# Sherry's Paylake



## catfisherbrad (Mar 9, 2006)

Was wondering if any one goes to sherry's paylake often?

ive been couple times, matter of fact im going tonight, havnt caught anythign huge, but firend caught 42 lb. on night crawler lol

well was wondering if any one had any luck, its a fun time


----------



## Fun-Outdoors (Feb 16, 2006)

Haven't been there. Where is it?


----------



## angelus40 (Aug 13, 2005)

here's the info

Sherry's Fishing Lake
513-797-5300
2155 Slade Rd
Batavia, OH 45103


----------



## ChrisB (May 13, 2004)

That is the smallest pond I've ever seen!!!!!! It's the size of a swimming pool.


----------



## catfisherbrad (Mar 9, 2006)

ugh, i had no luck, stayed through a strom then had the whole lake to ourselves.

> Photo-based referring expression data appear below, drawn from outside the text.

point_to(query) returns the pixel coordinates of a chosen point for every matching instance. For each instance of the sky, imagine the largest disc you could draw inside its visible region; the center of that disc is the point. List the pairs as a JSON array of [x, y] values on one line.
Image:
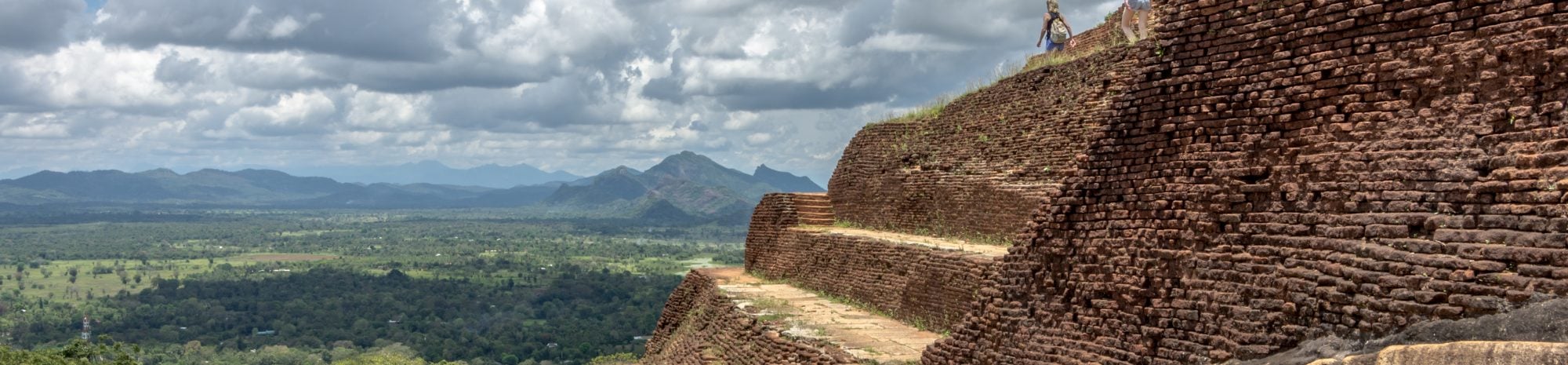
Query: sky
[[578, 86]]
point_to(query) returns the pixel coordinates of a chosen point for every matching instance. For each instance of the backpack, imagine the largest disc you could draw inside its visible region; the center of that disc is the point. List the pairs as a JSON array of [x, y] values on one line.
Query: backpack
[[1059, 29]]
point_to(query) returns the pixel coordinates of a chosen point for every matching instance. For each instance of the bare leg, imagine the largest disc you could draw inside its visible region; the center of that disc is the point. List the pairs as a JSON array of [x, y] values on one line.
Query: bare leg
[[1127, 24], [1144, 23]]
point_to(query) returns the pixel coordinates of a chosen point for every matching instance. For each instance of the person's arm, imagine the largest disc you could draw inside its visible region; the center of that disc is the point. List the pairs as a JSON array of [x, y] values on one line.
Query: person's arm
[[1072, 40], [1044, 32]]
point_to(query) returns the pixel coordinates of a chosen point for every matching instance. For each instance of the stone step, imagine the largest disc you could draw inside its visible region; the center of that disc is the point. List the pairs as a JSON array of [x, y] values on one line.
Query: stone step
[[913, 239], [800, 313], [816, 221]]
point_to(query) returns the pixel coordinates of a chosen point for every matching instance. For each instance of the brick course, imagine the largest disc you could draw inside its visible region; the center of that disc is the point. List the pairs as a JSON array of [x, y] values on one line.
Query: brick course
[[702, 324], [987, 162], [913, 283], [1285, 170]]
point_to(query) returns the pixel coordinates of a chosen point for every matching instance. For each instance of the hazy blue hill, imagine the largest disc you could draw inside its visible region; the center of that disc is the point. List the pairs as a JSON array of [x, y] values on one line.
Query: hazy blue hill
[[523, 195], [700, 169], [95, 186], [432, 172], [686, 183], [786, 181], [209, 186], [393, 195], [611, 186], [691, 183]]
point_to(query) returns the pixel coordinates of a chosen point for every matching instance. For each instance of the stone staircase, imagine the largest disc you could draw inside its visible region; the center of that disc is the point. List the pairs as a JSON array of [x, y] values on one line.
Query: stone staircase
[[816, 293], [815, 208], [802, 313]]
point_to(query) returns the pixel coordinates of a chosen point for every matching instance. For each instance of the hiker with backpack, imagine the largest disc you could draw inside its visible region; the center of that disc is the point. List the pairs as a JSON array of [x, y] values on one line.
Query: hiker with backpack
[[1056, 34], [1141, 10]]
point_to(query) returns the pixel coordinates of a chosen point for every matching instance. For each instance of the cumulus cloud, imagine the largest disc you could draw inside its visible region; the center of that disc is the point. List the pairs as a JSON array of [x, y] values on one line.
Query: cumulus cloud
[[38, 24], [562, 84]]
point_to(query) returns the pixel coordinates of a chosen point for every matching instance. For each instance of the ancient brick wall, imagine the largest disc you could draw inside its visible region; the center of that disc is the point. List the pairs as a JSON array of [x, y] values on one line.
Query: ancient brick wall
[[702, 324], [987, 162], [1288, 169], [913, 283]]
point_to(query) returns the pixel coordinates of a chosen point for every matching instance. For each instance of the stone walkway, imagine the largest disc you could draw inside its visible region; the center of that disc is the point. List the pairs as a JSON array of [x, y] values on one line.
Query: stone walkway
[[860, 332], [927, 241]]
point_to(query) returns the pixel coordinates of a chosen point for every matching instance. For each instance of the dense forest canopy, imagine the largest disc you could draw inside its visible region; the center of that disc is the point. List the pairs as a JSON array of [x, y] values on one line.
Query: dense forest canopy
[[474, 287]]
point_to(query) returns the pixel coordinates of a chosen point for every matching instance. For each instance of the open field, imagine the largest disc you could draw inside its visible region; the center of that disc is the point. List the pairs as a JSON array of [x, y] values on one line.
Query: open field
[[103, 277]]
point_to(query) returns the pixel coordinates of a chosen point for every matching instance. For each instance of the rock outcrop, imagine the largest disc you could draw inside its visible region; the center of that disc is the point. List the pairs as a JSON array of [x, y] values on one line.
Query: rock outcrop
[[1261, 175]]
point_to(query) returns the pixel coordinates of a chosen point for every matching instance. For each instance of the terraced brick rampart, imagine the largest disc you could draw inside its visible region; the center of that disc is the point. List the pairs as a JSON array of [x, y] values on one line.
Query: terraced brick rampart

the fish are bitting on live blue gill, i had no luck , missed on fish, my fault-- drag set wrong  

going all night fishing at east fork for catfish  on saturday


----------



## snifer (Mar 26, 2005)

i always get my bait there before heading to eastfork. never fished it but seen some huge cats caught there.it is alot cleaner than some pay lakes ive seen and the people ive met there are super nice. just my two cents.


----------



## catfisherbrad (Mar 9, 2006)

snifer your totoally right man, super clean, and its also 3.9 million gallons of water, still little small, trust me , they have some huge cats!! fun time

that is where me and my dad get bait also, minnows usually, but everyone should fish there, super nice people-- fun time


----------



## catfisherbrad (Mar 9, 2006)

once again no luck, friend caught 2 (10lb) or so flats. We had dead blue gill, dead shad ( there is no live shad what so ever) and even live/some dead chubs and blue gills, slow night

biggest all night was 28lb flathead caught about 5:57am, jack pot was over at 6:00am, closest i had ever saw in my life. Well i will set out again maybe this weekend, i will try trolling some more, wish me good luck, i will need it


----------